Indeed movement lies at the heart of the architect’s conception of design: “We want these halls to be silent, but not static. It is their irregularity that sets each one apart from the others.” This is Holl talking about what is probably his best loved work in Europe, the Kiasma Contemporary Art Museum in Helsinki – and in the process showing his respect for the arts (again in the plural) which the building houses: “In planning it we tried to anticipate the needs of a range of artists, including some whose works need a silent atmosphere to reach their full expressive intensity,” he explained at the presentation of his project.
Unlike so many other architects, Steven Holl does not stand out for his masterly (or repeated) use of a given material, a preference (or obsession) for a single geometric form or a particular constructive style (for which read, serial production). His commissions range from small residential buildings up to large-scale urban projects.
To find a distinguishing trait in Holl’s output we need to venture into more abstract terrain, to forgo concrete descriptions and focus instead on his language, which, according to the jury, “has successfully withstood the passage of time, immune to formal or stylistic compromise.” And if classical also means worthy of imitation, of lasting influence, then perhaps this citation is further proof of why the adjective sits so well with Holl.
The architect’s defense of humanistic values is probably best expressed in the Linked Hybrid complex, in Beijing. A city within a city located in the heart of the eastern megalopolis; a classical agora in the western tradition adjoining Beijing’s ancient walls. Linked Hybrid is a residential complex of 700 homes which plays with every possibility of interconnection between its buildings and component planes –here the comparison that comes to mind is Matisse and his hand-clasped dancers. The circle they form does not shut out the exterior but lets it permeate the inner space.
Setting is everything in Holl’s work. Whether it be the dense urban landscape of Beijing or the inhospitable New Mexico desert, where Turbulence House, his little guesthouse, stands firm on its mesa, buffeted by the winds. The question here was how the building could be made harmonious with its surroundings yet at the same time fulfill its primary function of habitability. Holl’s solution was to create a sculptural structure with a tunnel-like breezeway so the winds pass through leaving its residents undisturbed.
One of the hallmarks of his architecture is precisely “this very direct relationship with the location, the way it caters to the demands and characteristics of each commission,” in the words of Spanish architect and jury member Antón García Abril. Environmental demands included, of course. “We work shoulder to shoulder with engineers who provide us with a comprehensive study of the site we are building on,” remarks the Frontiers laureate.

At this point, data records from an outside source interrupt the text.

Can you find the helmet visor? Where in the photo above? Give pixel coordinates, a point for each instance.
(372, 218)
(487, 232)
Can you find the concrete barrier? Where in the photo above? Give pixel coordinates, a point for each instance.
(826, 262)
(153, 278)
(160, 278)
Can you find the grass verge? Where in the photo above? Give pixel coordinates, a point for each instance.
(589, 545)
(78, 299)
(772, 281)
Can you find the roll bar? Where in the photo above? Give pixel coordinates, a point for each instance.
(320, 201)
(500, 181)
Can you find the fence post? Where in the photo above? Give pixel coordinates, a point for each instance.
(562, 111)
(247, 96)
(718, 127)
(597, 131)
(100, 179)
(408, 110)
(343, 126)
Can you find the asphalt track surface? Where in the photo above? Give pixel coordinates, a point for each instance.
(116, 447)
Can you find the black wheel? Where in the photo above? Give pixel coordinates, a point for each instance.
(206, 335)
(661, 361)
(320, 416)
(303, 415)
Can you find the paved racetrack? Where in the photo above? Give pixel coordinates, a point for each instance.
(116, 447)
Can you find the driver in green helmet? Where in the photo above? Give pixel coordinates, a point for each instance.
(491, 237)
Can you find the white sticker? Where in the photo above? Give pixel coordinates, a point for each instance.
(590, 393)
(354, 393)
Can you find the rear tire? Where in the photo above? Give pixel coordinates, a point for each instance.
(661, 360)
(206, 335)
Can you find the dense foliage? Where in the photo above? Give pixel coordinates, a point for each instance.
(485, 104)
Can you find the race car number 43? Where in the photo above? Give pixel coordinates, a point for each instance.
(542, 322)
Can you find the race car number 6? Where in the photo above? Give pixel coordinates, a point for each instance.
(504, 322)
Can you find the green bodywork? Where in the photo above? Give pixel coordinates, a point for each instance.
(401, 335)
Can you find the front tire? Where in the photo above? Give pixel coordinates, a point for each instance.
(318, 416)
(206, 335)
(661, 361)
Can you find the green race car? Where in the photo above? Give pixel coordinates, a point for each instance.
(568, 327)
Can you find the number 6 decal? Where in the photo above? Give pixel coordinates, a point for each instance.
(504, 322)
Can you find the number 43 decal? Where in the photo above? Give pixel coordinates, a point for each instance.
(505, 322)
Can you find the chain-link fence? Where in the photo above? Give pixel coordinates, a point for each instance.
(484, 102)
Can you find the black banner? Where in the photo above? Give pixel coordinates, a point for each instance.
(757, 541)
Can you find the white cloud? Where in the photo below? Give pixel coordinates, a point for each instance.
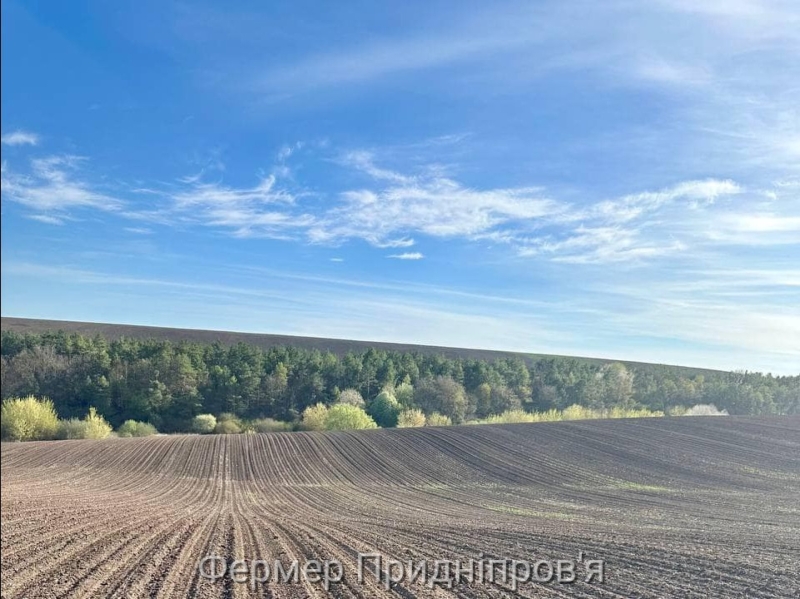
(20, 138)
(400, 205)
(51, 187)
(47, 219)
(407, 256)
(263, 210)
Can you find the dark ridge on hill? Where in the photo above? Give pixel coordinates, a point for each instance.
(266, 341)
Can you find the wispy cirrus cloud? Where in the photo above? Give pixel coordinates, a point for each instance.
(52, 187)
(396, 209)
(407, 256)
(19, 138)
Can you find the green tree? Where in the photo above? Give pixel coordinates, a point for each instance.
(411, 418)
(385, 409)
(204, 423)
(444, 395)
(346, 417)
(28, 419)
(314, 417)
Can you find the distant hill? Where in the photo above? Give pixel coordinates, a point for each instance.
(266, 341)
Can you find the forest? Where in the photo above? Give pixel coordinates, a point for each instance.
(169, 383)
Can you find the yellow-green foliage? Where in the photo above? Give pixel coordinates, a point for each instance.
(133, 428)
(314, 417)
(93, 426)
(96, 425)
(410, 419)
(74, 428)
(574, 412)
(28, 419)
(633, 413)
(204, 423)
(437, 419)
(267, 425)
(227, 427)
(342, 417)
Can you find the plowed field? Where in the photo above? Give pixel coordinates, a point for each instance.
(683, 507)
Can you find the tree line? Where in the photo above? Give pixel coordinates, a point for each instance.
(167, 384)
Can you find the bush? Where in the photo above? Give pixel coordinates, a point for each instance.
(227, 427)
(444, 395)
(410, 418)
(343, 417)
(385, 409)
(28, 419)
(351, 397)
(705, 410)
(314, 417)
(268, 425)
(96, 426)
(437, 419)
(133, 428)
(74, 428)
(93, 426)
(204, 424)
(404, 393)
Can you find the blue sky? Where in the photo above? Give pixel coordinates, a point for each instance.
(616, 179)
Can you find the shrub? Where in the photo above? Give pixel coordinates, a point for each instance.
(74, 428)
(385, 409)
(404, 393)
(705, 410)
(28, 419)
(204, 424)
(576, 412)
(227, 427)
(351, 397)
(343, 417)
(133, 428)
(96, 426)
(314, 417)
(509, 417)
(437, 419)
(444, 395)
(268, 425)
(410, 418)
(93, 426)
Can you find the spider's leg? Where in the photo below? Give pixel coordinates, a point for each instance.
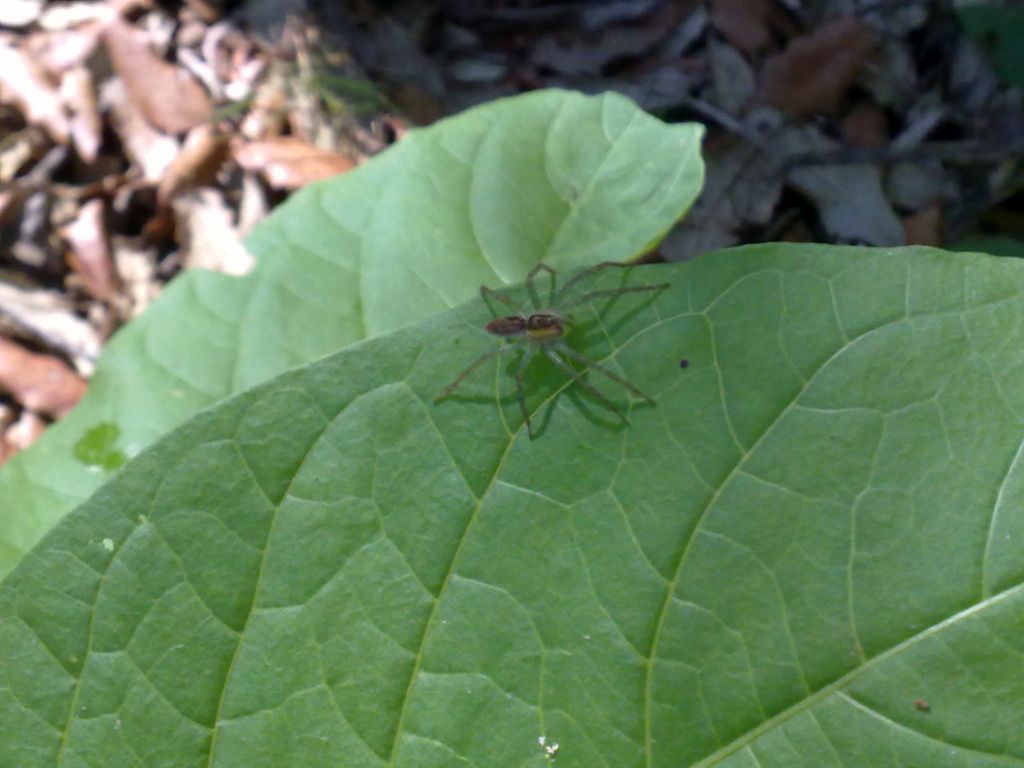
(489, 293)
(557, 359)
(470, 369)
(584, 359)
(586, 273)
(534, 296)
(611, 292)
(520, 393)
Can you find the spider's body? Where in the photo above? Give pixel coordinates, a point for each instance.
(538, 327)
(544, 331)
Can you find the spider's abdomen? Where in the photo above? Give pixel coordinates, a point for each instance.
(511, 325)
(544, 326)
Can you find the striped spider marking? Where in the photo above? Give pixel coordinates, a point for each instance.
(543, 330)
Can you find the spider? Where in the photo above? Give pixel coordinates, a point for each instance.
(543, 331)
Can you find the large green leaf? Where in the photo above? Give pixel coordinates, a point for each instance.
(474, 200)
(808, 553)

On the subject of the world financial crisis and its supposed origins in the real estate sector, Holl is surprisingly serene: “I think the crisis will bring a closer relationship between architecture and the environment, which will be a positive outcome, I believe, whatever economic problems may arise.” For him, ecology and the environment hold the key to one of the main challenges facing the architect of the 21st century: how to recover and improve the quality of public space. And as to that other challenge, the recovery of humanistic and spiritual values, he has no doubts about the way forward: architecture, “along with the other fine arts” must strive to “move and inspire us, like music.”